Frédérica Skierkowski et François Martin – Librairie POIRIER, février 2017
Les yeux tristes de mon camion – Serge Bouchard – Boréal
On est assis dans un camion, un Mack modèle B de 1958, aux côtés de Serge Bouchard. Avec sa voix de conteur, les yeux dans le rétroviseur, il nous raconte pourquoi le Jardin botanique de Montréal, la beauté du stade olympique renié dès sa naissance, Jean-Baptiste Faribault et Michel Laframboise, ces aventuriers canadiens-français qui ont bâti l’Ouest américain. Qu’est-ce qui a fait que New York est ce qu’elle est, la marque de l’Amérique, le nom de la liberté ? On monte dans le Grand Nord, on traverse le Canada, les yeux grand ouverts, enfin conscients. On est bercé dans un vaisseau de nostalgies, on a faim de ragoût de boulettes, on n’a plus peur des loups. On se voit grands bâtisseurs, architectes aux dents longues. Mais le castor qui nous habite peut être dangereux et il détruit sur son passage, efface l’existence d’un monde métis et oublie son fleuve.

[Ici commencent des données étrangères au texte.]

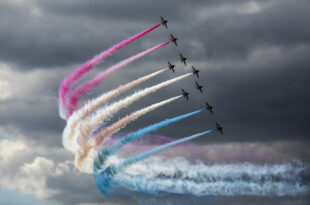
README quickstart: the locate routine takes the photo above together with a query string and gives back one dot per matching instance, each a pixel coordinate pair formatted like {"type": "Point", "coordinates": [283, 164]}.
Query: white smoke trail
{"type": "Point", "coordinates": [85, 148]}
{"type": "Point", "coordinates": [178, 176]}
{"type": "Point", "coordinates": [86, 128]}
{"type": "Point", "coordinates": [69, 134]}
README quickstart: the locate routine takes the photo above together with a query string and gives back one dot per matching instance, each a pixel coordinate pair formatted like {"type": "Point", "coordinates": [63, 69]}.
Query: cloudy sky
{"type": "Point", "coordinates": [254, 58]}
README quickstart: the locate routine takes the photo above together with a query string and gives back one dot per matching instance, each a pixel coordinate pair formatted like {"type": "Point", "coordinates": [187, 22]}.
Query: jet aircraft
{"type": "Point", "coordinates": [195, 71]}
{"type": "Point", "coordinates": [171, 66]}
{"type": "Point", "coordinates": [163, 21]}
{"type": "Point", "coordinates": [183, 59]}
{"type": "Point", "coordinates": [185, 94]}
{"type": "Point", "coordinates": [199, 87]}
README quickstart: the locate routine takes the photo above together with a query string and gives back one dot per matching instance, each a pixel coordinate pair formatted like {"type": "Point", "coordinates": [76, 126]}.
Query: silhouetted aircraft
{"type": "Point", "coordinates": [209, 107]}
{"type": "Point", "coordinates": [183, 59]}
{"type": "Point", "coordinates": [219, 128]}
{"type": "Point", "coordinates": [195, 71]}
{"type": "Point", "coordinates": [199, 87]}
{"type": "Point", "coordinates": [171, 66]}
{"type": "Point", "coordinates": [185, 94]}
{"type": "Point", "coordinates": [163, 21]}
{"type": "Point", "coordinates": [173, 39]}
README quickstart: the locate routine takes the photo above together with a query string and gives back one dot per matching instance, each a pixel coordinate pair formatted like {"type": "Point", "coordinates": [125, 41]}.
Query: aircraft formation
{"type": "Point", "coordinates": [195, 71]}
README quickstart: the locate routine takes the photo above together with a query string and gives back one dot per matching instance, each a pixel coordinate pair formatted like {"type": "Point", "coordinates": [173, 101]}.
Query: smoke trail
{"type": "Point", "coordinates": [87, 127]}
{"type": "Point", "coordinates": [69, 141]}
{"type": "Point", "coordinates": [88, 65]}
{"type": "Point", "coordinates": [85, 87]}
{"type": "Point", "coordinates": [148, 153]}
{"type": "Point", "coordinates": [178, 176]}
{"type": "Point", "coordinates": [98, 139]}
{"type": "Point", "coordinates": [112, 109]}
{"type": "Point", "coordinates": [136, 135]}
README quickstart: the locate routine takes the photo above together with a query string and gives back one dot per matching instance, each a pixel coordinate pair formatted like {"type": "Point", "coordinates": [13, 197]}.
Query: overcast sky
{"type": "Point", "coordinates": [254, 58]}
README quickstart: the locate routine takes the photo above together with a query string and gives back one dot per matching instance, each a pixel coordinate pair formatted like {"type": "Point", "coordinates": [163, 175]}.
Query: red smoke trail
{"type": "Point", "coordinates": [84, 88]}
{"type": "Point", "coordinates": [88, 65]}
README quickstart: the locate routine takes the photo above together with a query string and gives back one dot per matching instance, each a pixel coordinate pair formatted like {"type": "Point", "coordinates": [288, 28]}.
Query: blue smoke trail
{"type": "Point", "coordinates": [148, 153]}
{"type": "Point", "coordinates": [104, 178]}
{"type": "Point", "coordinates": [102, 155]}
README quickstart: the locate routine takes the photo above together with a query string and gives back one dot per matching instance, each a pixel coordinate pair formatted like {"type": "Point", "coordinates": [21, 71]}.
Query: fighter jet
{"type": "Point", "coordinates": [183, 59]}
{"type": "Point", "coordinates": [163, 21]}
{"type": "Point", "coordinates": [185, 94]}
{"type": "Point", "coordinates": [173, 39]}
{"type": "Point", "coordinates": [209, 108]}
{"type": "Point", "coordinates": [219, 128]}
{"type": "Point", "coordinates": [171, 66]}
{"type": "Point", "coordinates": [199, 87]}
{"type": "Point", "coordinates": [195, 71]}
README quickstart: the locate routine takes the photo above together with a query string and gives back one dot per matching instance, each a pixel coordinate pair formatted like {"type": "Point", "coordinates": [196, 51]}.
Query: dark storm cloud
{"type": "Point", "coordinates": [254, 66]}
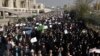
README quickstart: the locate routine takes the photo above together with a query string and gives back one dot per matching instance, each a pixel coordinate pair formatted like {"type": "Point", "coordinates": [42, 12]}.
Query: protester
{"type": "Point", "coordinates": [54, 36]}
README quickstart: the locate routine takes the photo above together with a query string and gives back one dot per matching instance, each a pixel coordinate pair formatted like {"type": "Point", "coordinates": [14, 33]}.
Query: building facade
{"type": "Point", "coordinates": [22, 5]}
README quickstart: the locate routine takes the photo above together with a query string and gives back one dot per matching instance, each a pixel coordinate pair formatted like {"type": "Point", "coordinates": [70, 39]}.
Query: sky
{"type": "Point", "coordinates": [55, 3]}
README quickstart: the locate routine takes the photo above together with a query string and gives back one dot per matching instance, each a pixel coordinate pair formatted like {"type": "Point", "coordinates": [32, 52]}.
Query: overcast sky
{"type": "Point", "coordinates": [55, 2]}
{"type": "Point", "coordinates": [50, 3]}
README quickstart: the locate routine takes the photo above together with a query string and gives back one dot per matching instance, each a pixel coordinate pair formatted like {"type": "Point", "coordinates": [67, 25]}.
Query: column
{"type": "Point", "coordinates": [17, 3]}
{"type": "Point", "coordinates": [11, 3]}
{"type": "Point", "coordinates": [27, 3]}
{"type": "Point", "coordinates": [0, 3]}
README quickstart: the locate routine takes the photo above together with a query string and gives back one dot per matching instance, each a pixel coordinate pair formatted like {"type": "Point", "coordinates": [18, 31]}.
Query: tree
{"type": "Point", "coordinates": [83, 7]}
{"type": "Point", "coordinates": [65, 7]}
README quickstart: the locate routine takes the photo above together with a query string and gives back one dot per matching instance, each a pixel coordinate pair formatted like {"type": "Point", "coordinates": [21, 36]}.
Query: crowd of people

De petites histoires, toutes plus denses et plus belles les unes que les autres. Toutes plus graves. Des merveilles qu’on savoure comme une rangée de biscuits aux pépites de chocolat. Des histoires qui nous rappellent que tout va trop vite.
« Enfant, je regardais le fleuve. Sans le savoir, je voyais passer le temps, et dans son cours, tout ce qui allait nous échapper. »
Les yeux tristes de mon camion, un livre d’une grande humanité, une leçon de sagesse. Et si on s’arrêtait, juste pour regarder ?
Le sous-majordome – Patrick deWitt – Alto
Patrick deWitt a conquis un très large public en 2012 avec Les frères Sisters, un western déjanté qui lui a d’ailleurs valu le Prix des libraires du Québec ainsi que le Prix littéraire du Gouverneur général. L’auteur nous revient en force en ce début d’année avec Le sous-majordome, une comédie de mœurs à l’humour grinçant dont l’intrigue se situe à mi-chemin entre un conte des frères Grimm et un sketch absurde du groupe Monty Python.
Jeune mythomane à la frêle stature, Lucien « Lucy » Minor est le vilain petit canard de son hameau natal. Par suite du décès de son père, le menteur compulsif accepte le curieux poste de sous-majordome au château de l’énigmatique baron d’Aux. Alors qu’il envisageait cet emploi comme l’occasion rêvée de quitter le giron maternel et son ennuyeux village de Bury, Lucy se retrouve bien vite à longer les murs des innombrables couloirs du sinistre bâtiment. Son supérieur, le squelettique monsieur Olderglough, refuse en outre de lui révéler ce qu’il est advenu du pauvre Broom, son prédécesseur. Sans compter que le château surplombe un village où grouillent les voleurs – dont les sympathiques Mémel et Mewé – et où passent des soldats pour qui l’unique raison de combattre semble justement d’être des soldats ! Heureusement, il y a aussi la sémillante Klara, dont Lucy tombera éperdument amoureux (à ses risques et périls).
En somme, Patrick deWitt nous offre avec Le sous-majordome un roman unique en son genre. L’étrangeté de l’intrigue – qui nous tient en haleine – et la drôlerie des dialogues sont portées par un style d’une élégance qu’on croirait issue d’une époque révolue. Comme pour Les frères Sisters, son précédent roman, on referme le livre avec l’impatience de découvrir ce que nous réserve encore le talentueux Patrick deWitt. Parions qu’il saura une fois de plus nous surprendre.